Positive Veränderungen, positive Aussichten

Seit Beginn der Pandemie gibt es kein Business as usual. Viele Gruppen, die sich ihr ganzes Leben lang an Veränderungen anpassen und Hindernisse überwinden mussten, waren vielleicht besser darauf vorbereitet, nicht nur zu überleben, sondern auch zu gedeihen. Und sie sind bereit, dies im kommenden Jahr und darüber hinaus zu tun.

„Jede Generation setzt sich mit Dingen oder Konzepten auseinander, die zum Nachdenken, Staunen und Entwickeln anregen“, sagt Mabel Frias. „Vor der Generation unserer Eltern war es Polizeibrutalität und die Generation davor war die Weltwirtschaftskrise. Ich denke also, dass wir historisch gesehen vielleicht mehr Erfahrung damit haben, in Ordnung zu sein, wenn die Dinge nicht gut laufen, und optimistisch zu bleiben. Es wird immer besser. Das hat es Es ist ein natürlicher Kreislauf des Lebens.
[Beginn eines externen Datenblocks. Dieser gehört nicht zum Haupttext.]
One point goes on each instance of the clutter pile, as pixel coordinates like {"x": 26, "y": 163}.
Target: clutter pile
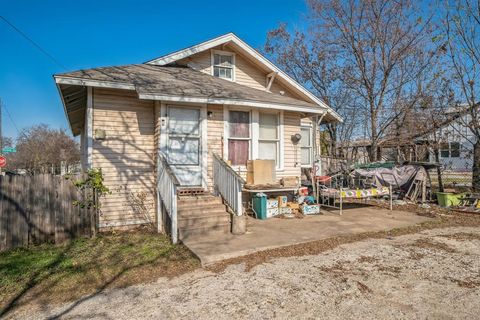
{"x": 272, "y": 199}
{"x": 287, "y": 206}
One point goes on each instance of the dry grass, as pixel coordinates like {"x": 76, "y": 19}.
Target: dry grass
{"x": 433, "y": 245}
{"x": 50, "y": 273}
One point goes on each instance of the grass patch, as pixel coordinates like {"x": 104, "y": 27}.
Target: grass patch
{"x": 49, "y": 273}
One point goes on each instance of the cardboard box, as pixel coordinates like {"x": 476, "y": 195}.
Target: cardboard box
{"x": 272, "y": 212}
{"x": 290, "y": 181}
{"x": 272, "y": 203}
{"x": 310, "y": 209}
{"x": 282, "y": 201}
{"x": 293, "y": 205}
{"x": 286, "y": 210}
{"x": 261, "y": 172}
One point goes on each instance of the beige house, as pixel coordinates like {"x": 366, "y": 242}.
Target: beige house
{"x": 174, "y": 122}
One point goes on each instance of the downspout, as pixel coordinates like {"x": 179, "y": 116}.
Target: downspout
{"x": 316, "y": 152}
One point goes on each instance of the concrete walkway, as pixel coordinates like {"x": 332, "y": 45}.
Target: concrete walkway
{"x": 275, "y": 232}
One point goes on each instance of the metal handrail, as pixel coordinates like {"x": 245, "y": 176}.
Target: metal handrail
{"x": 228, "y": 184}
{"x": 167, "y": 184}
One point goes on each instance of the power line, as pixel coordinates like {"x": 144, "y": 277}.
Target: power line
{"x": 58, "y": 63}
{"x": 4, "y": 107}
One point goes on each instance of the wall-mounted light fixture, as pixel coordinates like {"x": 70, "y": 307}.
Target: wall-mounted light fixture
{"x": 296, "y": 138}
{"x": 100, "y": 134}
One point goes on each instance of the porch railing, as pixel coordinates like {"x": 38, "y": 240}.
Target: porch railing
{"x": 167, "y": 185}
{"x": 228, "y": 184}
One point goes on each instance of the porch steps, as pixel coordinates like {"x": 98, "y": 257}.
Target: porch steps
{"x": 201, "y": 216}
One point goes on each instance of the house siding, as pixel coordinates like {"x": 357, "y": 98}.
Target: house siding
{"x": 246, "y": 72}
{"x": 126, "y": 156}
{"x": 291, "y": 126}
{"x": 214, "y": 138}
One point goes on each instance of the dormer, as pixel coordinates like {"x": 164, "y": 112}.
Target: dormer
{"x": 223, "y": 64}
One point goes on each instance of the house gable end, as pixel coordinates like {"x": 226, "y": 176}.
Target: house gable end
{"x": 198, "y": 57}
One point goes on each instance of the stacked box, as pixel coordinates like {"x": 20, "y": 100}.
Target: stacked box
{"x": 286, "y": 210}
{"x": 272, "y": 203}
{"x": 282, "y": 201}
{"x": 310, "y": 209}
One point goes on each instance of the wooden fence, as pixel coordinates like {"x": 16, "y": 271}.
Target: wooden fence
{"x": 40, "y": 208}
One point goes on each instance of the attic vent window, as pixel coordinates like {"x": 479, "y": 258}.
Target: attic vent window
{"x": 223, "y": 65}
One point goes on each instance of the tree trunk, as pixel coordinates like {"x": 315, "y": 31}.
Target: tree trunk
{"x": 476, "y": 166}
{"x": 439, "y": 172}
{"x": 373, "y": 154}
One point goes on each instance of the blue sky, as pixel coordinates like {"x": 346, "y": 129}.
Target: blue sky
{"x": 85, "y": 34}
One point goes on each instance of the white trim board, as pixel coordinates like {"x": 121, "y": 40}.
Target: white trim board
{"x": 94, "y": 83}
{"x": 200, "y": 100}
{"x": 233, "y": 102}
{"x": 230, "y": 37}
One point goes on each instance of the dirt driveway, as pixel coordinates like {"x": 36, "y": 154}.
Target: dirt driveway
{"x": 433, "y": 274}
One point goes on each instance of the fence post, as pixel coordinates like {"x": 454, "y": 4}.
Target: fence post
{"x": 93, "y": 214}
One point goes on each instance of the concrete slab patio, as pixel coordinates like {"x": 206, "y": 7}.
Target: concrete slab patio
{"x": 273, "y": 233}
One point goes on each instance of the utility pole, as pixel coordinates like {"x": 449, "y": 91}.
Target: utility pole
{"x": 1, "y": 133}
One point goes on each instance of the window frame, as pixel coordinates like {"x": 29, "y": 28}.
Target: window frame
{"x": 228, "y": 138}
{"x": 223, "y": 53}
{"x": 278, "y": 161}
{"x": 442, "y": 149}
{"x": 310, "y": 147}
{"x": 254, "y": 135}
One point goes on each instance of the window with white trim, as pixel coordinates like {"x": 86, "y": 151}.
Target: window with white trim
{"x": 269, "y": 137}
{"x": 306, "y": 146}
{"x": 239, "y": 137}
{"x": 450, "y": 150}
{"x": 223, "y": 64}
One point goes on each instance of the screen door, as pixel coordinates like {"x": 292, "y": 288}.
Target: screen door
{"x": 184, "y": 145}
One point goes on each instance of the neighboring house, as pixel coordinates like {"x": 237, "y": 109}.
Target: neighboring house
{"x": 456, "y": 142}
{"x": 218, "y": 97}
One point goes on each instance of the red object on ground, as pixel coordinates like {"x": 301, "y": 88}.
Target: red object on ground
{"x": 324, "y": 179}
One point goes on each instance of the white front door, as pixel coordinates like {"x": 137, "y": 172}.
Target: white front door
{"x": 184, "y": 145}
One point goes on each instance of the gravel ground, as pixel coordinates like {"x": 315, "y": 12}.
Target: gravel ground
{"x": 433, "y": 274}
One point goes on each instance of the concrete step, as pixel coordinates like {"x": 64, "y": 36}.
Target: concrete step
{"x": 202, "y": 210}
{"x": 203, "y": 221}
{"x": 195, "y": 202}
{"x": 222, "y": 228}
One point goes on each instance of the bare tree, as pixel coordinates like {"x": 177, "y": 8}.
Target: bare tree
{"x": 462, "y": 31}
{"x": 374, "y": 48}
{"x": 41, "y": 149}
{"x": 309, "y": 62}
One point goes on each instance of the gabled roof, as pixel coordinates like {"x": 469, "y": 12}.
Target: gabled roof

Weitere Perspektiven von Geschäftsinhabern in Minderheitsbesitz finden Sie unter Outlook-Umfrage für Führungskräfte 2022.

Über die Umfrage zum CEO-Ausblick 2022

Diese Umfrage wurde vom 11. bis 29. November 2021 von Chase Insights durchgeführt. Sie enthält Daten von 1.005 Führungskräften aus den Bereichen professionelle Dienstleistungen, Einzelhandel, Technologie, Gesundheitswesen und anderen Schlüsselsektoren . Die Ergebnisse dieser Online-Umfrage erfüllen die statistischen Parameter der Validität, und die Fehlerquote beträgt plus oder minus 3,1 % für die Ergebnisse bei einem Konfidenzniveau von 95 %.